My preferred technique for splitting small stuff, and the most effortless, is to hold the wood in one hand, place the blade where the split is to occur, then tap through, moving the wood and blade together. Often I give the wood a thump with the blade just to get things going. Once started, I remove my hand and simply tap the wood and blade as one until the job is done. The axe is used in exactly the same fashion when dealing with kindling and small fuel pieces, so there is no reason to treat the knife differently. In this situation, big knives work nicely and batonning becomes a convenient option, rather than a necessity to getting the job done.

wood splitting comparison
I switched to more realistic sized chunks and reduced them from large on the right, to kindling on the left. Compare the the height of my kindling pile in the background of this image to the one at the top when today's session was done.

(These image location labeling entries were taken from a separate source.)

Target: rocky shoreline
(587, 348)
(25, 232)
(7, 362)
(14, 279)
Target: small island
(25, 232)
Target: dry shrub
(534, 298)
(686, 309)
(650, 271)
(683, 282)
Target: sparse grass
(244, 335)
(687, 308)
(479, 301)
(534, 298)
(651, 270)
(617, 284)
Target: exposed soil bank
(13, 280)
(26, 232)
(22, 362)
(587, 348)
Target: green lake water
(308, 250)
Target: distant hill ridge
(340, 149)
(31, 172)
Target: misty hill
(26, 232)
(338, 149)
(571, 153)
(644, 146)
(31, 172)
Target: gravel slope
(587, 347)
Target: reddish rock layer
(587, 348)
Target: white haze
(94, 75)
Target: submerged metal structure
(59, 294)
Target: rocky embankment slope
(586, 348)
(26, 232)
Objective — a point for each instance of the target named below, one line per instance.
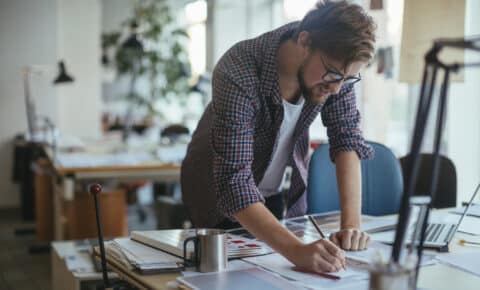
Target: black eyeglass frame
(338, 77)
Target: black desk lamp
(95, 190)
(432, 66)
(63, 76)
(32, 118)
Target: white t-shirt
(272, 180)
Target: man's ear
(303, 41)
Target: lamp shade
(63, 76)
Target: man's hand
(351, 239)
(319, 256)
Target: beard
(312, 95)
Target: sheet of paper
(80, 263)
(474, 210)
(468, 262)
(231, 266)
(376, 250)
(278, 264)
(469, 225)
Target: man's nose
(334, 88)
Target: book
(171, 241)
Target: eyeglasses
(334, 77)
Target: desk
(66, 178)
(62, 277)
(438, 276)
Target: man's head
(337, 39)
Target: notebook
(145, 259)
(171, 241)
(257, 278)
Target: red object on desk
(324, 275)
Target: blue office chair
(382, 182)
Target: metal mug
(210, 250)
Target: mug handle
(194, 261)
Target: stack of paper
(134, 255)
(278, 264)
(171, 241)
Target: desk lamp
(32, 118)
(432, 67)
(95, 190)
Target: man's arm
(342, 119)
(349, 181)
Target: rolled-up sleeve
(342, 119)
(232, 136)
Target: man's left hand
(351, 239)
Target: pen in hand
(321, 233)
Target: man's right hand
(319, 256)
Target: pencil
(316, 226)
(324, 275)
(321, 233)
(465, 242)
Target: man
(266, 93)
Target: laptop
(438, 234)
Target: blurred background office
(140, 81)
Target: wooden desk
(65, 181)
(438, 276)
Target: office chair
(382, 183)
(447, 180)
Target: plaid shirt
(234, 141)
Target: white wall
(463, 123)
(41, 32)
(78, 42)
(27, 36)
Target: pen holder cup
(392, 277)
(209, 251)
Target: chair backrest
(382, 182)
(447, 180)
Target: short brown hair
(341, 30)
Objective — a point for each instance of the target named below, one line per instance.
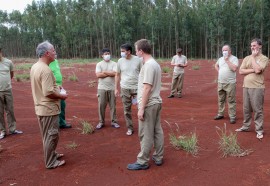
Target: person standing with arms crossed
(149, 105)
(105, 72)
(47, 96)
(6, 97)
(54, 66)
(226, 67)
(253, 67)
(179, 62)
(128, 69)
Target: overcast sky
(10, 5)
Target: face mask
(106, 57)
(123, 55)
(225, 53)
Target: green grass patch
(73, 77)
(229, 145)
(22, 77)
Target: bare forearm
(246, 71)
(145, 96)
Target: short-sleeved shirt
(225, 74)
(150, 74)
(179, 60)
(108, 82)
(6, 66)
(129, 70)
(254, 80)
(54, 66)
(43, 84)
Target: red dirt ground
(101, 158)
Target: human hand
(140, 114)
(255, 52)
(64, 96)
(116, 92)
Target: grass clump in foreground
(73, 77)
(72, 145)
(186, 143)
(87, 128)
(196, 67)
(228, 144)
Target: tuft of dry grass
(184, 142)
(73, 77)
(87, 128)
(228, 144)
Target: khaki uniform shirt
(108, 82)
(129, 69)
(43, 84)
(150, 74)
(179, 60)
(225, 74)
(6, 66)
(254, 80)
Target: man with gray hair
(179, 61)
(47, 96)
(226, 67)
(253, 68)
(6, 97)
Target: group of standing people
(140, 79)
(252, 67)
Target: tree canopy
(81, 28)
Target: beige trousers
(6, 104)
(253, 99)
(227, 90)
(177, 84)
(126, 95)
(49, 130)
(151, 134)
(104, 97)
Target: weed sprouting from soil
(73, 77)
(72, 145)
(184, 142)
(228, 144)
(87, 128)
(92, 83)
(196, 67)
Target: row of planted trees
(80, 29)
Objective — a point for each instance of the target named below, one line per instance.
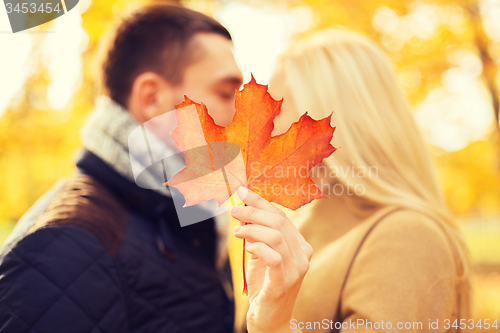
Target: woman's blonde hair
(341, 71)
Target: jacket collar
(145, 201)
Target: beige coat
(395, 266)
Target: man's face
(213, 78)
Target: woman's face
(289, 113)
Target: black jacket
(98, 254)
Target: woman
(387, 254)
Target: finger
(272, 259)
(253, 199)
(272, 238)
(273, 221)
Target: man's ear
(150, 96)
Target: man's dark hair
(156, 38)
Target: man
(98, 253)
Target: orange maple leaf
(276, 168)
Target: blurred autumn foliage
(435, 46)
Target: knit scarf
(106, 134)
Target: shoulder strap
(85, 202)
(384, 213)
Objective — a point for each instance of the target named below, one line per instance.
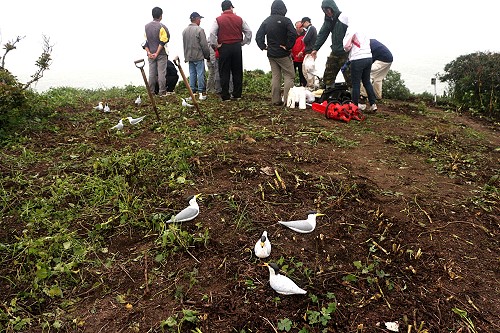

Gnarly wood yields to the mighty E-nep!

I think the handle of the E-nep is just a bit small in diameter and with the exposed tang, it feels like more shock from batonning is transferred to the user. It came with a relatively steep convex grind and strictly speaking, there is no defined primary bevel on this blade. Or maybe it is more appropriate to say that it has a convex zero grind - it has only one bevel. I believe that the flat primary bevel on the Camp 10 lends itself to wedging and the over-molded rubber handle backs it up to reduce vibrations. On the other hand, the E-nep bites so hard and cuts so well that the opposite is true when it's delivered single-handed. It's not tiresome, aside from its weight, to swing like a machete.